Ofensas ultrapassam limites da liberdade de expressão
O caso teve início quando o influenciador utilizou termos como "neonazista", "lixo humano" e "katabosta" para se referir ao deputado em suas postagens online. Em nota oficial ao g1, a defesa de Kataguiri destacou que, embora divergências ideológicas sejam normais em uma democracia, as ofensas proferidas associaram indevidamente o político ao nazismo, uma ideologia banida no Brasil.
A equipe jurídica do deputado enfatizou que qualquer pessoa que vincule Kataguiri à ideologia nazista será responsabilizada judicialmente, reforçando a gravidade das acusações feitas nas redes sociais.
Recurso do influenciador é negado em segunda instância
Thiago dos Reis tentou recorrer da decisão inicial, argumentando que seus comentários constituíam críticas legítimas e estavam protegidos pelo direito à liberdade de expressão.
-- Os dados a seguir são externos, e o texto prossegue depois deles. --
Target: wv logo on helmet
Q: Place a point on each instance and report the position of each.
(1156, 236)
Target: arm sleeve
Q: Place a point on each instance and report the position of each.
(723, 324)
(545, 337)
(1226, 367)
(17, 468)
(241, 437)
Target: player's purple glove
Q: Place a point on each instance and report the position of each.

No entanto, a 4ª Câmara de Direito Privado do TJSP rejeitou o pedido, sustentando que as expressões utilizadas ultrapassaram os limites constitucionais e ofenderam diretamente a honra e a imagem pública do deputado.
O Tribunal também negou o pedido da defesa do influenciador para reduzir o valor da indenização, mantendo os R$ 20 mil estabelecidos inicialmente. A justificativa apresentada foi que o valor está equilibrado e proporcional às circunstâncias do caso, considerando a gravidade das ofensas e seu impacto na reputação do político.
Defesa do influenciador não se manifesta publicamente
O g1 entrou em contato com os advogados de Thiago dos Reis para obter um posicionamento sobre a decisão judicial, mas não recebeu resposta até o momento da publicação desta matéria. A ausência de manifestação pública da defesa do influenciador contrasta com a postura assertiva adotada pela equipe jurídica de Kataguiri, que vem destacando a importância de combater discursos de ódio e associações infundadas com ideologias extremistas.
Este caso reforça a discussão sobre os limites da liberdade de expressão nas plataformas digitais e a responsabilidade civil por danos morais decorrentes de ofensas públicas. A condenação serve como um alerta para influenciadores e usuários de redes sociais sobre as consequências jurídicas de ultrapassar a linha que separa a crítica construtiva do ataque pessoal e difamatório.